Most of us can’t choose if or when the next storm hits our lane. It might be enforcement. It might be a barn fire. It might be a health crisis, a brutal price year, or something nobody saw coming.

What we can choose—day in, day out, in a hundred small ways—is what kind of community we’re building long before the sirens ever show up.

The kind where it’s every farm for itself?

Or the kind where, when the worst happens, somebody already has their boots on, their truck running, and their mind made up—not because anyone called a meeting, but because that’s just what neighbours do here.

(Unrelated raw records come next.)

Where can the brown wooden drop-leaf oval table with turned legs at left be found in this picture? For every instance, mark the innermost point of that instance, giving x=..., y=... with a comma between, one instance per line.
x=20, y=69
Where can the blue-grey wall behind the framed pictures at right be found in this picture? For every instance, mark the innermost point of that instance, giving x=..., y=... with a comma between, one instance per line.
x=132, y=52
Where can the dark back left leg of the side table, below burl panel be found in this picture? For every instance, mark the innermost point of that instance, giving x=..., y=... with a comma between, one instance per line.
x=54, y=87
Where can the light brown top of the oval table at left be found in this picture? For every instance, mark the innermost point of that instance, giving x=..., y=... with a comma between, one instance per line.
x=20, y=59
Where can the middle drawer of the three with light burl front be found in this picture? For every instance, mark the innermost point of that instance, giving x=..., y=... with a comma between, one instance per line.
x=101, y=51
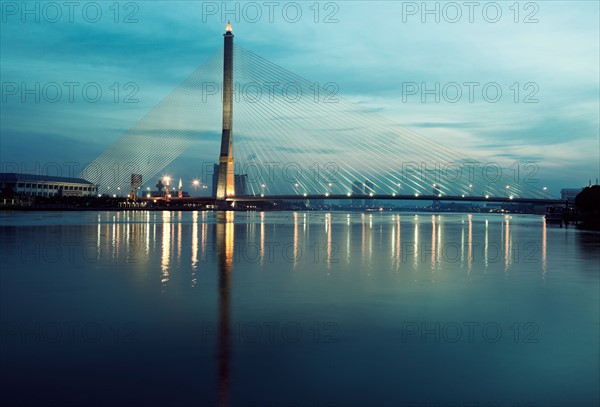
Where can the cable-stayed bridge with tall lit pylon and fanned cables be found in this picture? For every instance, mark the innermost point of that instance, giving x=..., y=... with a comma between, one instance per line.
x=292, y=138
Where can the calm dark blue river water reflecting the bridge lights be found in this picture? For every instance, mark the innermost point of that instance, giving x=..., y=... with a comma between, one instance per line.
x=297, y=309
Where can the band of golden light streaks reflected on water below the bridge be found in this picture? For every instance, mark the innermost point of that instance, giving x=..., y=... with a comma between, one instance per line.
x=179, y=241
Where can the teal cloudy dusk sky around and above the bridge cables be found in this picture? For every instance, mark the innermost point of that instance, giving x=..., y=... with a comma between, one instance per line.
x=423, y=65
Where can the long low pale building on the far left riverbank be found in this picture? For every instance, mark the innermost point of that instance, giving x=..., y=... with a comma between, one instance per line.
x=45, y=185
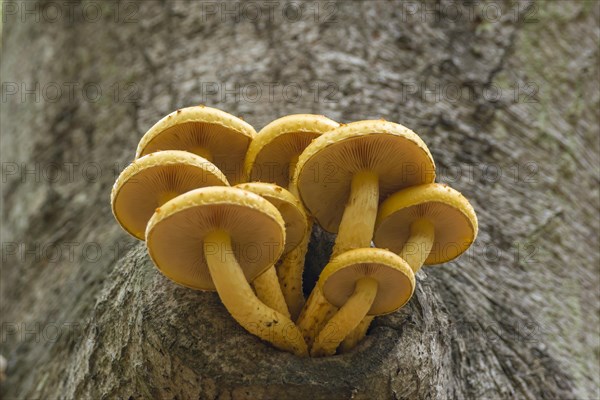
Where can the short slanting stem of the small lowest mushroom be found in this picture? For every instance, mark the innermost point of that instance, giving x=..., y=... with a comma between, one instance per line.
x=346, y=319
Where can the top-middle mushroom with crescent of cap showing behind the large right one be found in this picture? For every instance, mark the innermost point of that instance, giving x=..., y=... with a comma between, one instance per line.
x=272, y=157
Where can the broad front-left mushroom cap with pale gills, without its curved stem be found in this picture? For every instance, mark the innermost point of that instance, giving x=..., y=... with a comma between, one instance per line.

That decision doesn’t belong to policymakers, reporters, or anyone far away.

It belongs to us.

And if there’s one thing Outlook Dairy’s hardest week made hard to ignore, it’s that the time to make that decision isn’t when the lights are already flashing in the lane.

It’s now.

KEY TAKEAWAYS

  • One raid. One morning. Everything stopped. An ICE action at Outlook Dairy in New Mexico removed 35 of 55 workers—production halted, and everyone left was pulled into survival mode.
  • The math is brutal. Immigrant workers provide 51% of U.S. dairy labor and 79% of the milk. NMPF warns that losing them could close 7,000+ farms and nearly double retail prices.
  • Community didn’t ask permission. Neighbors, local teens, churches, and small businesses showed up with hands, rides, and quiet help—no politics, just presence.
  • This is your question now: If half your crew vanished tomorrow, who shows up before you call? And whose call would you answer?
  • Policy starts at your kitchen table. The people milking your cows have names, kids in local schools, and lives in your community. When you talk to representatives, remember that.

EXECUTIVE SUMMARY

When an ICE raid hit Outlook Dairy in Lovington, New Mexico, on a June morning in 2025, 35 of 55 workers were suddenly gone, milk production “had effectively ceased,” and everyone left—family, office staff, even local teens—was pulled into basic cow care just to keep the herd going. The article treats those 35 as people, not paperwork, tracing how their disappearance shook the barn and the wider town—schools, churches, grocery aisles, and small businesses that depend on dairy paycheques. It ties that one awful morning to the bigger reality that immigrant workers now provide roughly 51% of U.S. dairy labour and 79% of its milk, with NMPF modelling warning that losing them could close over 7,000 farms and nearly double retail milk prices. Against that backdrop, the heart of the story is the quiet, practical ways neighbours and community leaders show up—extra hands in the parlor, rides into town, support at church and school, and hard conversations in a Hobbs town hall—so one farm isn’t left to carry the crisis alone. It ends back at the kitchen table, asking every producer to name who they’d call if half their crew vanished, who might call them, and what to ask local representatives so the people who actually milk the cows—and the communities built around them—aren’t invisible when the next raid comes.